NATO Summit 2014: U.S. Leadership Needed More Now Than Ever
This week’s NATO Summit in the United Kingdom couldn’t come at a more important time. Russian aggression is on the rise. NATO’s combat mission in Afghanistan is ending. The Alliance needs focus. The U.S. should use this opportunity to refocus NATO on the basics, with renewed emphasis on collective security and territorial defense as envisioned in the 1949 North Atlantic Treaty, the Alliance’s founding document.
In his 6,778-word State of the Union address in January, President Barack Obama mentioned Ukraine only once and made no mention whatsoever of the 2014 NATO Summit. Since then Russia has illegally annexed the Crimean Peninsula, destabilized eastern Ukraine, provided a rag-tag group of separatists with some of the most advanced weapon systems in the Russian arsenal, and backed all of this with the technical expertise of Russian Special Forces.
Europe is experiencing a 21st-century belligerent Russia with 18th-century imperial ambitions. Understandably, some NATO members in Eastern Europe are becoming nervous. The U.S. has only started to wake up to the challenge that Russia poses to NATO.
The Russian “reset” is now considered a regret. Removing from Europe two armored brigades with their 10,000 troops and tanks was clearly a huge error. No matter how it is spun, replacing these troops with rotational forces from the United States will not be enough. The $1 billion that President Obama has pledged over the summer for his so-called European Reassurance Initiative is a drop in the bucket compared with what is really needed in light of U.S. military reductions in Europe. As with everything, one must read the fine print. This money is coming from Overseas Contingency Operations funding, so it is good for only one year. This is a response to media headlines—not a strategy.

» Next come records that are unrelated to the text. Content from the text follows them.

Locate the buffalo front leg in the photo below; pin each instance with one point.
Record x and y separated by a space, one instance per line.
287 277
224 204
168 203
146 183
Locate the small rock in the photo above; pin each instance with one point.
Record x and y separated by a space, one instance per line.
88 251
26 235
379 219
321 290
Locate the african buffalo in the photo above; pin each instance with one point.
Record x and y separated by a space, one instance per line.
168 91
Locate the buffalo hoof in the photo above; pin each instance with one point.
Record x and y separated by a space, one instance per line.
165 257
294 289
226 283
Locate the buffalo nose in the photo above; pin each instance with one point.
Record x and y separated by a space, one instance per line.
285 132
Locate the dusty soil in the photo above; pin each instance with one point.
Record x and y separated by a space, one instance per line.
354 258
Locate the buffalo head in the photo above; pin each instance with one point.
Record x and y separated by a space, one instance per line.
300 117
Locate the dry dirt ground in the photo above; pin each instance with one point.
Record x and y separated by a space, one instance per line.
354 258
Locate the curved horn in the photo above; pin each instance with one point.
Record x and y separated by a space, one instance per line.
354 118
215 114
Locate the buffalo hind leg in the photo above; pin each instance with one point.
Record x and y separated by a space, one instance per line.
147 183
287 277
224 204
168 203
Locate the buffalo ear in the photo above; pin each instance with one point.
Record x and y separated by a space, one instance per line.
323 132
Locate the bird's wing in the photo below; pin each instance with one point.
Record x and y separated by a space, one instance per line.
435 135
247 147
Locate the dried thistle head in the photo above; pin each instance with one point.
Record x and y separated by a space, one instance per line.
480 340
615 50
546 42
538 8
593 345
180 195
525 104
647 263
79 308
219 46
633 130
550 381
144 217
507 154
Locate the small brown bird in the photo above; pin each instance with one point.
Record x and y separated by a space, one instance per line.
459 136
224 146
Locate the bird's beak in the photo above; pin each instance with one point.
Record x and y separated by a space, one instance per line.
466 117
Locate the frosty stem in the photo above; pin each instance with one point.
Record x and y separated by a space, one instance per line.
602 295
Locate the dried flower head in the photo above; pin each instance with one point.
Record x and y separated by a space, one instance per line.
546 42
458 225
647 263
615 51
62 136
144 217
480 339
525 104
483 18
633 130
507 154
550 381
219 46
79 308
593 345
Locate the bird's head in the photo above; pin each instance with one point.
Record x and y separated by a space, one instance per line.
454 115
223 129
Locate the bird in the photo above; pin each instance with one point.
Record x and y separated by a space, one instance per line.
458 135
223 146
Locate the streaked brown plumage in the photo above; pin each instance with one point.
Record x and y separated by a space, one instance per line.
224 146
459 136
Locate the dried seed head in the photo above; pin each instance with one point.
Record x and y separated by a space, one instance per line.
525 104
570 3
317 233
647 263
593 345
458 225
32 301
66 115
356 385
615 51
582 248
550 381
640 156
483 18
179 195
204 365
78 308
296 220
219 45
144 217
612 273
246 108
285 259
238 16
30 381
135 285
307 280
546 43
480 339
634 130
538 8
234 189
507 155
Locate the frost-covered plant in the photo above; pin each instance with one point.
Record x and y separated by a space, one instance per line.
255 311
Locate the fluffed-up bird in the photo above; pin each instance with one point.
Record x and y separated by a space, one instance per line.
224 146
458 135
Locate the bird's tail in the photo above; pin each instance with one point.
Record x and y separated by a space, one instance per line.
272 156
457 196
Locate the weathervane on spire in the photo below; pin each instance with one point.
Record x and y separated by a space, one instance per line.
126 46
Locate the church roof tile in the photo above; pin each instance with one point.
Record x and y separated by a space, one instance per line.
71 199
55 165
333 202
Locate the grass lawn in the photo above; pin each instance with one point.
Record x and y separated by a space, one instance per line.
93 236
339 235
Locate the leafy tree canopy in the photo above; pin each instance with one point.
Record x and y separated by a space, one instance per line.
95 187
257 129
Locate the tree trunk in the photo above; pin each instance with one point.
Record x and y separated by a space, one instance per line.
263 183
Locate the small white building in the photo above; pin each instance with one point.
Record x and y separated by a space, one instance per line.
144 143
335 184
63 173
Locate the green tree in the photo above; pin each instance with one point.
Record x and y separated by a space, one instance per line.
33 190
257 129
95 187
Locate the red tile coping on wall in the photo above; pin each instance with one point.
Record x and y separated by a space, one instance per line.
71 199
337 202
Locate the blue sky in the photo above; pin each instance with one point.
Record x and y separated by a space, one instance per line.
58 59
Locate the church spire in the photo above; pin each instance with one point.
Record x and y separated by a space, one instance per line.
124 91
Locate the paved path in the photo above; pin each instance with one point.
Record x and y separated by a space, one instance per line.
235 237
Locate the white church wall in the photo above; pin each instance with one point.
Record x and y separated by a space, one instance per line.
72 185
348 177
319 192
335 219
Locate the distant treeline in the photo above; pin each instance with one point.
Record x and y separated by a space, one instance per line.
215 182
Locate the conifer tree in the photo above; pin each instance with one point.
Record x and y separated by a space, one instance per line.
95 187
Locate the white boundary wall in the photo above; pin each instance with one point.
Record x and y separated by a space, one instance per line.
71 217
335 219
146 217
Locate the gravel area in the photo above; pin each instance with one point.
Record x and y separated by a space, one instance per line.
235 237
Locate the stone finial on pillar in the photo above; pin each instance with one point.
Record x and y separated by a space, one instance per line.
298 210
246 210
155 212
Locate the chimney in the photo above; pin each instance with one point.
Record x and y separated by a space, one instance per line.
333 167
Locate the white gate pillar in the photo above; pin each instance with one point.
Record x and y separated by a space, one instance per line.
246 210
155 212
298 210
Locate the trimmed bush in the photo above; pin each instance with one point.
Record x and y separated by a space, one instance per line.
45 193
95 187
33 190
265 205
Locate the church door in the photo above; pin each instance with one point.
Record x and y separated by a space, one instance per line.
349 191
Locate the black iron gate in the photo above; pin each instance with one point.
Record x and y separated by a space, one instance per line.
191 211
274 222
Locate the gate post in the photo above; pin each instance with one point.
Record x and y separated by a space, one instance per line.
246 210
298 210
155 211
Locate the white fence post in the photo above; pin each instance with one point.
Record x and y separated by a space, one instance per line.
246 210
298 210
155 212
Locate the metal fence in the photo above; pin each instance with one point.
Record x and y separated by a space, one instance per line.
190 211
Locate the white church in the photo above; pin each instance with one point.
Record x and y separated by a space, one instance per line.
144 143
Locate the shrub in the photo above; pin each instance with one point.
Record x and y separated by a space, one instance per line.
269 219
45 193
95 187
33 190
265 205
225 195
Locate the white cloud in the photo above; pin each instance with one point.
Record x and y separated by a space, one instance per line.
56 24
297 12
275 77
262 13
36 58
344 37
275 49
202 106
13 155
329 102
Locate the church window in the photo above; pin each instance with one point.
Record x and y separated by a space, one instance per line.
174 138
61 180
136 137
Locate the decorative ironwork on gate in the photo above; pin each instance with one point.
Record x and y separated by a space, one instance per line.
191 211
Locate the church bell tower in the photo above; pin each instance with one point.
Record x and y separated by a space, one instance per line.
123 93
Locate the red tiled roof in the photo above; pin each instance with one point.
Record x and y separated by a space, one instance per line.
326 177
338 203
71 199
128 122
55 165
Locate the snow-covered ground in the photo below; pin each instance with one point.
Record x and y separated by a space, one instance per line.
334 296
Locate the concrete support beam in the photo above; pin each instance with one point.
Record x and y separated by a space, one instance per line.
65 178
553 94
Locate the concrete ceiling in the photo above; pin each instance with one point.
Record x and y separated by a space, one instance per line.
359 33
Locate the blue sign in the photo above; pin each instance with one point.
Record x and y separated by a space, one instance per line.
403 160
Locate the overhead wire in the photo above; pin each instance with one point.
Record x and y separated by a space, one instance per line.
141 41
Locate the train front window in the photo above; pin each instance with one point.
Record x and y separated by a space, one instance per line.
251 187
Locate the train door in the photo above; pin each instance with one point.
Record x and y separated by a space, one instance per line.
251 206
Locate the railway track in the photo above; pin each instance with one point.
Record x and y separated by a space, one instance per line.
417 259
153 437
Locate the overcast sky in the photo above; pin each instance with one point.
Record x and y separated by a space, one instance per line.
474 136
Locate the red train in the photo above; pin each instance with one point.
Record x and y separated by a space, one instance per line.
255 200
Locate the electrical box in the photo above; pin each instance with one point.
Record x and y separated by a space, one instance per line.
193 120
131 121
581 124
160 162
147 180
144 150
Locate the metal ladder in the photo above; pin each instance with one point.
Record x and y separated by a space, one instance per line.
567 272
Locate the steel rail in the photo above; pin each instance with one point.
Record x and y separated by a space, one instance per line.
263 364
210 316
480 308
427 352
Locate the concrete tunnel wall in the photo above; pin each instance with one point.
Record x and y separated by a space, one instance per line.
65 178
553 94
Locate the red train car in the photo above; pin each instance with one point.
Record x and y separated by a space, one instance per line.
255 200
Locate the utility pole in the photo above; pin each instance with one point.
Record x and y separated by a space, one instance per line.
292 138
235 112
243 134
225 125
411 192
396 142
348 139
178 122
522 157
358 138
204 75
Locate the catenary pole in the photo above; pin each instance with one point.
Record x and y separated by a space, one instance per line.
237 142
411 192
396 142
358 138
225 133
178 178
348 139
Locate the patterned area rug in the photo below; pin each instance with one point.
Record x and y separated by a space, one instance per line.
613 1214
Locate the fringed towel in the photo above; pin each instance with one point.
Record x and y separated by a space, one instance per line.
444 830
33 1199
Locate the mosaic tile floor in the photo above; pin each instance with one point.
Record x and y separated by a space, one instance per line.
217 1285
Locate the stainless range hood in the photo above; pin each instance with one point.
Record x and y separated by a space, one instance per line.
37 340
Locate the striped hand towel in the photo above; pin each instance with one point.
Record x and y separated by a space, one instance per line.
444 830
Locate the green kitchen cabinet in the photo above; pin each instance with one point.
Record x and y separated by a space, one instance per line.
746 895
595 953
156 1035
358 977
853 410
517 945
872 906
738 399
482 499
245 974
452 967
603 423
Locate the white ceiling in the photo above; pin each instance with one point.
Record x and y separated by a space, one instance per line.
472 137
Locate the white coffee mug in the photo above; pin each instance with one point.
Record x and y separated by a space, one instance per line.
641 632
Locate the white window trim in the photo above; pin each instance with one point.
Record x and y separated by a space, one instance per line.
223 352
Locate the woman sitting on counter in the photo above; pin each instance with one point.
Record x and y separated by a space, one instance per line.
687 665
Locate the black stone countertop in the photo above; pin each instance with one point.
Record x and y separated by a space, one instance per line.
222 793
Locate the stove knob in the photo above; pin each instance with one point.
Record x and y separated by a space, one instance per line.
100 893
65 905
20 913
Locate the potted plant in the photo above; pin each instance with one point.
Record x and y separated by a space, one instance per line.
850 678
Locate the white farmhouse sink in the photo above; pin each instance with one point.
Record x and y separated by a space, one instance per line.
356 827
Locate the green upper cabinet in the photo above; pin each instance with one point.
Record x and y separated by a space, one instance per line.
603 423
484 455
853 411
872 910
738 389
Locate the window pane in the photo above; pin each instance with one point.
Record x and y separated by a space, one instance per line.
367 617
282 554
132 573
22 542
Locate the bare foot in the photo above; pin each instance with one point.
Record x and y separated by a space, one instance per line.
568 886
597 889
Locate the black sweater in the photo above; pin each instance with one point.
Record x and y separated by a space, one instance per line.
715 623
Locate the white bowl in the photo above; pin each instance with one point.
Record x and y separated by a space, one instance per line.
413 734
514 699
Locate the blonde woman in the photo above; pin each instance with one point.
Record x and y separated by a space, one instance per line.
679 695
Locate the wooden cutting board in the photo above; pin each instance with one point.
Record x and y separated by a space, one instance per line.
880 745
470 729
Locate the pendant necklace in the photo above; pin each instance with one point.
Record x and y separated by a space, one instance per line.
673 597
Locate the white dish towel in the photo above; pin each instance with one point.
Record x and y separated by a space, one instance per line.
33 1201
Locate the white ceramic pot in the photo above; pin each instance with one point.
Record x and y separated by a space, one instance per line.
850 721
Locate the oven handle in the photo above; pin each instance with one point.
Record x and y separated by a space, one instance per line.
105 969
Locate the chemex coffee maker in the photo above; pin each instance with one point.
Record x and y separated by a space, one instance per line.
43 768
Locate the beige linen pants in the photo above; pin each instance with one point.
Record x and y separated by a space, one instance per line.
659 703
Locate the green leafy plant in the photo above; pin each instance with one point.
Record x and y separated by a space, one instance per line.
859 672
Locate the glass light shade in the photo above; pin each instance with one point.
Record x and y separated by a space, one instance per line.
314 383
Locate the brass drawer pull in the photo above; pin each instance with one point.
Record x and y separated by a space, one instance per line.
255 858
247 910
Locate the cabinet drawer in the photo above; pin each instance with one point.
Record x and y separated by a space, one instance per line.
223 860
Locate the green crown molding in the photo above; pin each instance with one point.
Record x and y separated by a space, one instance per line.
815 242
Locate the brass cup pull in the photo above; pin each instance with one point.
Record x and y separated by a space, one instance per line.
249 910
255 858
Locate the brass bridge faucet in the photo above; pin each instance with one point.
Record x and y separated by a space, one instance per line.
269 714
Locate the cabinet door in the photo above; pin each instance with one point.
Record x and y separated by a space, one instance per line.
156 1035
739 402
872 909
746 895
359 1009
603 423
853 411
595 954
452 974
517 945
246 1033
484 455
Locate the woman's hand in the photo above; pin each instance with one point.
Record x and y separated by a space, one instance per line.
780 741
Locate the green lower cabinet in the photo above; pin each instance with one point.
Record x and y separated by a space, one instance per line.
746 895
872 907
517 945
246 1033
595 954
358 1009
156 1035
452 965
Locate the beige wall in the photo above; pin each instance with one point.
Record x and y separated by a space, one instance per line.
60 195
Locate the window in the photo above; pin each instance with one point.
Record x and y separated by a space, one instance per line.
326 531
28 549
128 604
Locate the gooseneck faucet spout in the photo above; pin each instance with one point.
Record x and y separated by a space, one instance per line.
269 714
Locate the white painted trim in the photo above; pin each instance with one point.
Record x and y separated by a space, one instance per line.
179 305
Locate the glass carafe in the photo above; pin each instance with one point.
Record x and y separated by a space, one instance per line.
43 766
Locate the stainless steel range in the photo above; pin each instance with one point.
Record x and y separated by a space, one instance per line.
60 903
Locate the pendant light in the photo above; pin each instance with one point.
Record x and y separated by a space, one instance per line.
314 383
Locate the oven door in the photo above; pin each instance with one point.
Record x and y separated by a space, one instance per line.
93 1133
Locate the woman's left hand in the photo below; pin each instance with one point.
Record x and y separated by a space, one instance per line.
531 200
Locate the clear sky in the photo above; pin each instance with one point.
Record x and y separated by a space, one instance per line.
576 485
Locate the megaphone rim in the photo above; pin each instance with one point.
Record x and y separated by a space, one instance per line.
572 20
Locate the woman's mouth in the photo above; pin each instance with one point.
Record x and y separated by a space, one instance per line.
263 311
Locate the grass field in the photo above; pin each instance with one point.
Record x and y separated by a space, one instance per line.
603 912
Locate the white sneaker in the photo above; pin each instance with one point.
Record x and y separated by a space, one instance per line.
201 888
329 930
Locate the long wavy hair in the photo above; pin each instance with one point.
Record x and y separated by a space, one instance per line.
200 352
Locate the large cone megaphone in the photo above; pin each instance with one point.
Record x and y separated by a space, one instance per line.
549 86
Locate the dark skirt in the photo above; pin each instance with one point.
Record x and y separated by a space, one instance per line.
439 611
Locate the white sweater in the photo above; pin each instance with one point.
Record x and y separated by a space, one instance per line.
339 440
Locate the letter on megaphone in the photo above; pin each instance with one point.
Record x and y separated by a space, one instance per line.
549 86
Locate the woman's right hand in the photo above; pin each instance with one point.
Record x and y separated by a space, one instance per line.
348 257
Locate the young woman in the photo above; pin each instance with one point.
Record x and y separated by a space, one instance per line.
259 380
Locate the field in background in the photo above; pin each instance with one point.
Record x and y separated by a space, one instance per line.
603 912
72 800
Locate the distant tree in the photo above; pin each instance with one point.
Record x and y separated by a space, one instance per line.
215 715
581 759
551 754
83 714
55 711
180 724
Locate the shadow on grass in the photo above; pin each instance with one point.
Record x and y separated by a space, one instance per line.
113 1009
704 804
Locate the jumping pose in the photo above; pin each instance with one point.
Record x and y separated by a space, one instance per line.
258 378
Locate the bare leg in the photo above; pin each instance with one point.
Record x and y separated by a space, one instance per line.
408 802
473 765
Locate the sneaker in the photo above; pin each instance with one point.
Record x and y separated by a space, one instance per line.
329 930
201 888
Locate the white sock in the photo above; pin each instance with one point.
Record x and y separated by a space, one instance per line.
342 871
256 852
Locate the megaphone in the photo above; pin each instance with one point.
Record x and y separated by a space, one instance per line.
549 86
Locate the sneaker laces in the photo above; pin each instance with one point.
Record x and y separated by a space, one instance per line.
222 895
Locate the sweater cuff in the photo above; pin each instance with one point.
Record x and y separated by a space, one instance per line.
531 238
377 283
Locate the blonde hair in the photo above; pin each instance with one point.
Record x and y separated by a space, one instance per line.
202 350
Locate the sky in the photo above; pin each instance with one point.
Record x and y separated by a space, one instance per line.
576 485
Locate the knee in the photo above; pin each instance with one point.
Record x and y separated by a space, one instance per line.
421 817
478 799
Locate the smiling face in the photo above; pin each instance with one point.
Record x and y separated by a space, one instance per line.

It’s not just the U.S. that has taken its eye off the ball. The European countries need to start investing more in their defense. As an intergovernmental security alliance, NATO is only as strong as its member states. In 2013, just four of the 28 NATO members—the United States, Britain, Estonia, and Greece—spent the required 2 percent of gross domestic product on defense. Since 2008, Russian defense spending has increased 31 percent, but defense spending in Europe decreased by 15 percent. To put this problem into perspective, New York City spends more on policing than 14 European NATO members spend on their national defense.
The basing of NATO assets also needs to match the new security reality in the region. This means permanent NATO bases in Eastern Europe. Opponents of this proposal wrongly suggest that the 1997 NATO–Russia Founding Act prevents NATO from establishing bases in Eastern Europe. In actuality, this often quoted, but rarely read, document states only that NATO will not establish permanent bases in Eastern Europe “in the current and foreseeable security environment.” Clearly, the security environment has changed in the intervening 14 years, and the Russia of today is not the Russia of 1997.
Even so, some NATO members don’t support this idea on the grounds that it will antagonize Russia. Shockingly, some of the same NATO members who were on the frontline during the Cold War, and thereby benefited greatly from permanent NATO bases in their country, are attempting to block the establishment of bases in the Alliance’s new frontline states in Eastern Europe. It makes sense—from a military and diplomatic point of view—to base robust capabilities in Eastern Europe. After all, deterring Russia and defending the Baltics will be far easier than liberating them.
Since its creation in 1949, NATO has done more to promote democracy, peace, and security in Europe than any other multilateral organization, including the European Union. The 2014 NATO Summit comes at a pivotal time for the Alliance. It is essential that the U.S. continue to be an active participant in the Alliance’s future and chart a course back to basics.